Anhar Gonggong, seorang politikus senior, juga menyampaikan kekecewaannya terhadap sikap Dwi. Ia menilai bahwa pernyataan tersebut menunjukkan kurangnya rasa tanggung jawab sebagai warga negara. Anhar menegaskan bahwa Dwi seharusnya sadar bahwa kesempatan tinggal di Inggris itu diberikan oleh Republik Indonesia. Ia bahkan meminta pemerintah untuk memecat Dwi sebagai warga negara.

Tanggung Jawab Moral Penerima Beasiswa

Perdebatan ini juga memicu diskusi nasional tentang kebebasan berpendapat versus tanggung jawab moral. Banyak pengamat pendidikan menyoroti bagaimana pernyataan kontroversial bisa mencoreng reputasi lembaga pendidikan dan program beasiswa. Selain itu, banyak pihak mengingatkan pentingnya tanggung jawab publik bagi penerima beasiswa prestisius seperti LPDP.

Berdasarkan ketentuan resmi LPDP, awardee wajib kembali dan berkontribusi secara fisik di Indonesia selama dua kali masa studi ditambah satu tahun (2N+1), yang dijalankan secara berturut-turut setelah menyelesaikan pendidikan. Namun, beberapa netizen mengulik kehidupan pribadi Dwi, termasuk dugaan suaminya yang belum menuntaskan kewajiban sebagai penerima LPDP.
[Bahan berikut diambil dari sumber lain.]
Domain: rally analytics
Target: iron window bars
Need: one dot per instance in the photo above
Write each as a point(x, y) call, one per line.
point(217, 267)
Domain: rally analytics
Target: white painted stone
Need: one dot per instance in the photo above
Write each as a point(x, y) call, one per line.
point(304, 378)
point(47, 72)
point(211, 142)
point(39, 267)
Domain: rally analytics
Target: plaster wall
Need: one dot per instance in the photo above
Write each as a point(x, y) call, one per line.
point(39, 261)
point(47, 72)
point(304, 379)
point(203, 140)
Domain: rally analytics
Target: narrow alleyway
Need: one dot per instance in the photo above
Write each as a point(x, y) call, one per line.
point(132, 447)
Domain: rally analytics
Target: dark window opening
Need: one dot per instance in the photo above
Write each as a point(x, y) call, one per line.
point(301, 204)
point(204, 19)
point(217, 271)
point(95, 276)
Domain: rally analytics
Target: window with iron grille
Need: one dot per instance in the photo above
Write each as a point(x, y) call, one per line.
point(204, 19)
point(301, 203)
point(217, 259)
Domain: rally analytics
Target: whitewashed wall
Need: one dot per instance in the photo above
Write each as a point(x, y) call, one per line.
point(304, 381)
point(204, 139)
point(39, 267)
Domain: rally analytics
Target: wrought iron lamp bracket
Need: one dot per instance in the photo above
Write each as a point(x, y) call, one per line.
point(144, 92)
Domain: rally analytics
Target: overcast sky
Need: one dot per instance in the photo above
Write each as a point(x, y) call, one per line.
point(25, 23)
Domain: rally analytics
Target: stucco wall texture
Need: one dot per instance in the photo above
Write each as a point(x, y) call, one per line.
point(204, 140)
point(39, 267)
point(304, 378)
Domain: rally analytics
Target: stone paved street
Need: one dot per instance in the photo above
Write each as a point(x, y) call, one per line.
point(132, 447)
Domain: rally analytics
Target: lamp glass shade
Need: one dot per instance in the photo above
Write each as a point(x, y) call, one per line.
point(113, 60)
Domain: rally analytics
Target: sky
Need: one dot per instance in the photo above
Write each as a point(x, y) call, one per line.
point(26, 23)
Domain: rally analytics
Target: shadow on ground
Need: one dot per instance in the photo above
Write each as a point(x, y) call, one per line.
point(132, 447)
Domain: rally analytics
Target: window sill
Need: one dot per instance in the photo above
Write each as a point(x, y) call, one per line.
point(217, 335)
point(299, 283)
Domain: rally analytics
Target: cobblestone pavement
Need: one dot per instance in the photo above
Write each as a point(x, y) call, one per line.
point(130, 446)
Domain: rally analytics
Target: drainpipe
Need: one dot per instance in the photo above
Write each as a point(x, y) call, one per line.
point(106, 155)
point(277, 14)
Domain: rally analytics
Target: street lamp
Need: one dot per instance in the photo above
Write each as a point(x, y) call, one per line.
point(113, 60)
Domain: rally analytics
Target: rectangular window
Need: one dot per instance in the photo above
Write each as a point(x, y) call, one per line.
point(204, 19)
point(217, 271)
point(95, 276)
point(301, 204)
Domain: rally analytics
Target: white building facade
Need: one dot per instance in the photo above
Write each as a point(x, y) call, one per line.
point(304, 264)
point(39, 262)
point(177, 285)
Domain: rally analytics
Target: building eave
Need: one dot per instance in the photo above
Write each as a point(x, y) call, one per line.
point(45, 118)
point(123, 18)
Reaksi Gubernur Jawa Timur

Gubernur Jawa Timur, Khofifah Indar Parawansa, juga mengungkapkan kekecewaannya terhadap polemik penerima beasiswa LPDP. Ia menilai bahwa pendanaan LPDP berasal dari negara yang asalnya juga dari rakyat, sehingga para penerima beasiswa memiliki tanggung jawab moral untuk belajar dengan sungguh-sungguh, berprestasi, dan kembali mengabdi untuk kemajuan Indonesia.

Khofifah menekankan bahwa generasi muda harus siap menjadi pemimpin emas yang akan mengisi etalase kepemimpinan. Ia meminta guru dan pengasuh untuk memberikan dedikasi terbaik bagi negara.

Penutup

Kejadian ini menjadi sorotan nasional, memicu diskusi mengenai kebebasan berpendapat versus tanggung jawab moral tokoh publik. Dari reaksi tokoh-tokoh seperti Mahfud MD, Hotman Paris Hutapea, dan Anhar Gonggong, terlihat bahwa masalah ini bukan hanya tentang pernyataan individu, tetapi juga tentang tanggung jawab moral terhadap negara dan rakyat. Di tengah perdebatan ini, penting bagi semua pihak untuk menjaga keseimbangan antara hak berbicara dan tanggung jawab sebagai warga negara.